As for more on Joe Morello — well, few people would be better qualified to tell you about him than Marian McPartland, with whose trio Joe sprang to fame—first with his fellow musicians, and then the jazz public.”
ABOUT JOE MORELLO BY MARIAN McPARTLAND
“Joe Morello is a drummer's drummer. As long as I have known him, which is close to ten years (when he first came to New York and sat in with me at the Hickory House in 1952), he has always been surrounded by drummers who came from all over to listen to him play, to talk to him, to work out or to study his amazing technique at close range. Joe joined my trio in 1953, and it was always interesting to me to see how much time he devoted to the study of the drums, even to practicing every spare minute between sets. He was absolutely fanatical about this, and at times there seemed to be a kind of controlled fury in his playing — sort of a fierceness which belies the appearance of this quiet, soft-spoken guy. Only when he plays does he reveal some of the inner conflicts and frustrations that have shaped and directed him in his restless drive for perfection.
Joe was a child prodigy on the violin, and can play piano quite well. He is a sentimental person who thinks deeply, who loves to daydream and to philosophize while listening to music—every kind of music. His musical tastes run all the way from Casals to Sinatra to Red River Valley. He is a complex person: on one hand, gentle, quiet and imaginative; then, in the next instant, a complete extrovert, doing impressions of his friends and laughing like a schoolboy; then again he becomes remote, moody, shut off from everybody in his own self-contained little world.
In the past few years Joe has traveled all over the world with the Dave Brubeck Quartet. He is now a seasoned performer, and shows the results and benefits of working with Dave. He has made a great reputation, and this is revealed in a different approach to his solos.

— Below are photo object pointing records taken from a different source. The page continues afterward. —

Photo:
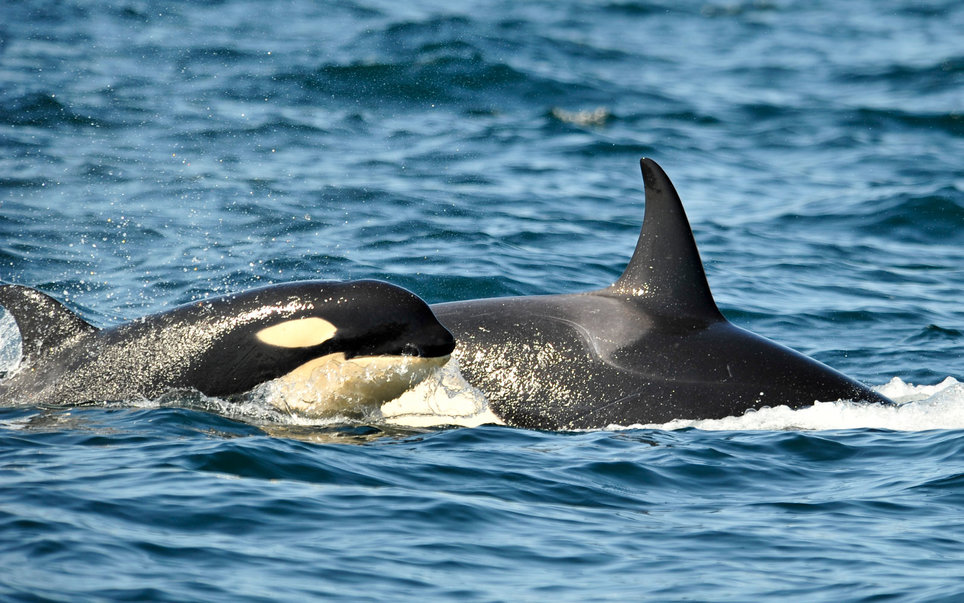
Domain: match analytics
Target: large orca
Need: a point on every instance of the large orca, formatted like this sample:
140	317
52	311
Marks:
323	343
650	348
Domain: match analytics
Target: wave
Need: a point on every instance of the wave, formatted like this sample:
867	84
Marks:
918	408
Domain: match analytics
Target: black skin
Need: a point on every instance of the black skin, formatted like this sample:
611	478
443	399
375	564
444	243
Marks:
650	348
209	346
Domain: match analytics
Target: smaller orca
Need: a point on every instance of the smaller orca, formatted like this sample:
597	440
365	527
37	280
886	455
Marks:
325	345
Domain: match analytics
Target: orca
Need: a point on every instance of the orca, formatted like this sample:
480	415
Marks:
325	345
650	348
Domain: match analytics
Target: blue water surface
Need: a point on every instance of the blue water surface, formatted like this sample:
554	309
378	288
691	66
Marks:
154	153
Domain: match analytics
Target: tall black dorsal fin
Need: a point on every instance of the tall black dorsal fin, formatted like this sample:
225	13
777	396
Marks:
45	324
666	272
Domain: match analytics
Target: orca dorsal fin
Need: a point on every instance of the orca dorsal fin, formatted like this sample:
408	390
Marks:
665	272
45	324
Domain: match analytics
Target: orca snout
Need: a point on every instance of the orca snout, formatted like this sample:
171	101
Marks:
442	343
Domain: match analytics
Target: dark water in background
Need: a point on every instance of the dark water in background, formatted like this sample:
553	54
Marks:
152	153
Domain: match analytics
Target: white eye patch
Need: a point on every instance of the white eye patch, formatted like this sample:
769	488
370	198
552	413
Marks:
298	333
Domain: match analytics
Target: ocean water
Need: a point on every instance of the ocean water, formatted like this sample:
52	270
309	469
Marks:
155	153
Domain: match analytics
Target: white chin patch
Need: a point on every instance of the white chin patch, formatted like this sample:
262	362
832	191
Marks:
333	386
298	333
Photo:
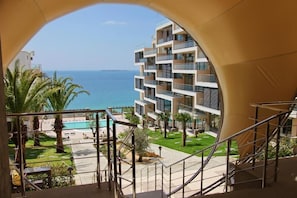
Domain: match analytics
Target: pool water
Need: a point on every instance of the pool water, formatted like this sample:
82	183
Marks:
84	124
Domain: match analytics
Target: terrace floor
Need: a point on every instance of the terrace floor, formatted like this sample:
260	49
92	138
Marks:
286	186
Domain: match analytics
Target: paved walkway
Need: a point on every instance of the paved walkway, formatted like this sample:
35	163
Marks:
84	154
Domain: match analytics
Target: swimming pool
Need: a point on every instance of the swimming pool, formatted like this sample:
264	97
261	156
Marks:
84	124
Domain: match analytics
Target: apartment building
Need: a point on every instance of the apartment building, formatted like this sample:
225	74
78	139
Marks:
23	58
175	76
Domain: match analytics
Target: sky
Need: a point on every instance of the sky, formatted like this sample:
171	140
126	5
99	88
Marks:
99	37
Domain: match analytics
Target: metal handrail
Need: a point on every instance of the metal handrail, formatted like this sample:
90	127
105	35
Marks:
213	147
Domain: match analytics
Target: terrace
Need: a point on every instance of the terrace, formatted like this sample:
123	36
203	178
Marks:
161	178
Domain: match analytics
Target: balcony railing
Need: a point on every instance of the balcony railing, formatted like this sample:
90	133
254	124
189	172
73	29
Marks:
148	52
164	74
184	66
164	57
185	87
166	92
150	67
164	40
186	44
150	82
206	78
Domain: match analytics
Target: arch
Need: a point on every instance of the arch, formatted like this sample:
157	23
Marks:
252	44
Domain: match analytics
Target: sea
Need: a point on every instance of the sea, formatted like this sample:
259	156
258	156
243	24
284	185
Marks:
107	88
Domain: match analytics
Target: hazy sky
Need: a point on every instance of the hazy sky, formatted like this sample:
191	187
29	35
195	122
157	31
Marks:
103	36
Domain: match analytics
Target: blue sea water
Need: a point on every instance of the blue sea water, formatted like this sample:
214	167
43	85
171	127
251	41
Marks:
107	88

His musical ideas run along new lines; he uses his fantastic technique to better effect than ever, and he seems to have broadened his scope, not only in his playing but in various little intangible ways — in his increased confidence, in a certain gregariousness he never used to have. Yet, he is humble and at times almost disbelieving of his success. He has unquestionably made a great contribution to the Brubeck group, and I am sure that Dave would be among the first to agree that the success of tunes like Take Five, the Paul Desmond composition which put the Quartet on the nation's best-selling charts, is in some measure due to Joe's unique conception of unusual time signatures and his ability to play them interestingly.
The time is right for Joe, now one of the most illustrious sidemen in jazz, to record for the first time as a leader (although, of course, in public he is still the drummer of the Brubeck Quartet). For Joe, this has a very special meaning. It is not just an opportunity to perform with a hand-picked group of musicians, including his great friend Phil Woods as saxophonist and arranger. This album represents the fulfillment of a long-expressed desire which grew out of his first tentative experiments, as a boy, with a pair of brushes on the kitchen table in his home in Springfield, Massachusetts.
I believe that Joe was born to be a brilliant musician. This album will justify and renew the faith he has in himself, as well as the high praise and respect he has received from musicians all over the world. In discussing Joe recently, Buddy Rich called him "the best of the newer drummers; he has tremendous technique, and he is the only one to get a musical sound out of the drums."
The tunes and arrangements by Manny Albam and Phil Woods give him ample scope to express himself — whether with sticks on a hard-swinging, white-hot, uptempo tune such as Just in Time; or the delicate mimosa-leaf shading with brushes in Time After Time or Every Time We Say Goodbye.
In Joe Morello's playing you can hear the fire, the relentless drive, the gentleness, and the humor that is in him, and he has surrounded himself with some of the best musicians there are, to help him make this — his first album on his own — great.